This post provided by Training-Conditioning
No one likes difficult situations. But in all likelihood, as a coach, you will come face to face with an unforeseen problem at some point during the season. How you respond is critical.
When it comes to facing complaints, Jenny McDowell, Head Volleyball Coach at Emory University, follows the advice she learned years ago from former University of Georgia Head Volleyball Coach Jim Iams. “He responded to criticism by saying, ‘You might be right,’” she says. “That was a famous Jim Iams line, and it usually ends the conversation.”
Steve Florio, Head Volleyball Coach at Indiana University-Purdue University Fort Wayne, is careful to follow the adage, “praise in public, criticize in private,” but it took a mistake to learn that strategy. During his first year as Head Coach of the Mastodons, he criticized a player in front of the team on the bus following a game. It ended up compromising his relationship with the rest of his players.

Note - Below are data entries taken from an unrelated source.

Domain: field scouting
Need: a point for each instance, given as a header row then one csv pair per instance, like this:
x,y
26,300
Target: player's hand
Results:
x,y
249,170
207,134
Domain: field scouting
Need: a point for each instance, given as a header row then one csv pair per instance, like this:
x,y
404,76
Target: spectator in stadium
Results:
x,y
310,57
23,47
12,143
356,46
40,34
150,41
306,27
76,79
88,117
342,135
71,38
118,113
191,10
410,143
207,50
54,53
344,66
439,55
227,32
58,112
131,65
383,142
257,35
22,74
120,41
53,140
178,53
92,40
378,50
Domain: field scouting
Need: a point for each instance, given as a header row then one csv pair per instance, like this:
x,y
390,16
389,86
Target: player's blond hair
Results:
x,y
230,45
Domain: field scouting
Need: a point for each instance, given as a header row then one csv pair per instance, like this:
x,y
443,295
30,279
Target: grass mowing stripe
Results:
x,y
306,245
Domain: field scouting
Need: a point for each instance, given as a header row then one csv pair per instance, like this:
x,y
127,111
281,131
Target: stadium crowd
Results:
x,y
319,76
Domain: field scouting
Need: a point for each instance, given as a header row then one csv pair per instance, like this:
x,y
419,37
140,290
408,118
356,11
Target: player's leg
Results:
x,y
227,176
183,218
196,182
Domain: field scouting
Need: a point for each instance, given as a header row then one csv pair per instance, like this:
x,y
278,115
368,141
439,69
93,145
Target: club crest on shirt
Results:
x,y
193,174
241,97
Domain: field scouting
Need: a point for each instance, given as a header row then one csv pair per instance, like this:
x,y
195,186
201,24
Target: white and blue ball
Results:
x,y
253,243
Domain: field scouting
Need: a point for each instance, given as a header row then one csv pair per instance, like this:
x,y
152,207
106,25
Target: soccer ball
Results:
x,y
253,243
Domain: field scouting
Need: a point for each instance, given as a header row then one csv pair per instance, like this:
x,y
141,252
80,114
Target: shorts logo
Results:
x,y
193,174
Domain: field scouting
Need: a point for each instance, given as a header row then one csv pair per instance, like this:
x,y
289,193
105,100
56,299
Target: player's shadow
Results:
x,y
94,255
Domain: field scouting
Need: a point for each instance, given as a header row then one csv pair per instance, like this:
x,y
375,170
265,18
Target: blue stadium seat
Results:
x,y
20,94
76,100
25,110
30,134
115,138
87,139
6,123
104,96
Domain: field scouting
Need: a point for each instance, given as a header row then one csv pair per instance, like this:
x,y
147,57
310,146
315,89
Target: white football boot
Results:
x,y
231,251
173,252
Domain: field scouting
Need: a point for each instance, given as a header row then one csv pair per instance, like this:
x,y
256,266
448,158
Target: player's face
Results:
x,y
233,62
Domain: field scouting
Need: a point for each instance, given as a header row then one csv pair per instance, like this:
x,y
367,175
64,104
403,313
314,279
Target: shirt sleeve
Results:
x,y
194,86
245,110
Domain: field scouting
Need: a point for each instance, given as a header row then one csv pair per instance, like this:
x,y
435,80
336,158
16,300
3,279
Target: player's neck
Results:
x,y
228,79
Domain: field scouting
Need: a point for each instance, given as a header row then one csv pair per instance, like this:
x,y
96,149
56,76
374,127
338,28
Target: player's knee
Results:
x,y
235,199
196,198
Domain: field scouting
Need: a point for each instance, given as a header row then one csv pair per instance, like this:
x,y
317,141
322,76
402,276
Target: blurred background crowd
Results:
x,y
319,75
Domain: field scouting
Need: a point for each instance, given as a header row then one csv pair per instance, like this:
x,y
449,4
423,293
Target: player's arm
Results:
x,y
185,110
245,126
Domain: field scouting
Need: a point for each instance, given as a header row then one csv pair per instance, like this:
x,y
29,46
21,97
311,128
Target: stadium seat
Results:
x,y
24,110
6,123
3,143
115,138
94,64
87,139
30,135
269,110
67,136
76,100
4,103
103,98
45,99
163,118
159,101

“Even though everything I said on the bus was accurate, it was unfair of me to say it in the forum I did,” Florio says. “As a result, I don’t know if I ever regained a whole lot of trust over the rest of that season. But I apologized to the player in front of the team, and nothing like that ever happened again.”
During tough game-time situations, Florio feels humor can sometimes help. He remembers a match in which Fort Wayne was down zero games to two in a tough nonconference contest prior to the league tournament. During the break between the second and third games, he gathered his players and commended them. “I really like what you’re doing out there—practicing coming from behind,” he told them. “We might have to do that in the conference tournament.”
That witty and unexpected comment helped the Mastodons relax, and the team went out and took the match to five games, losing the final one in extra points. “If you use humor sparingly,” Florio says, “it can go a long way.”
One last strategy involves putting communication on the back burner for a while. Last year, Stephanie Rivera, Head Volleyball Coach at Lutheran West High School in Rocky River, Ohio, announced plans to retire at the end of the season, and that led to some pressure to compile a third straight undefeated record in conference play. One win away from that milestone, the squad entered into hostile territory for a poorly officiated final regular-season game. Players on the opposing team dropped frequent f-bombs on the court and its fans were so inhospitable that the Longhorns needed to leave the gym via a back door after the game.
Lutheran West lost in five sets, as the team struggled with on-court communication and Rivera, in a rare display, lost her composure. The next day at practice, the coach opted to have her players “chill,” she says, hitting the weightroom and carving pumpkins. “We didn’t talk much about that game,” she says. “My players knew how I felt, and I didn’t want to belabor the point.”
That approach worked, as Lutheran West recovered and advanced farther in the playoffs than it had the previous five years. Sometimes, Rivera explains, communicating effectively means knowing when you don’t need to say anything at all.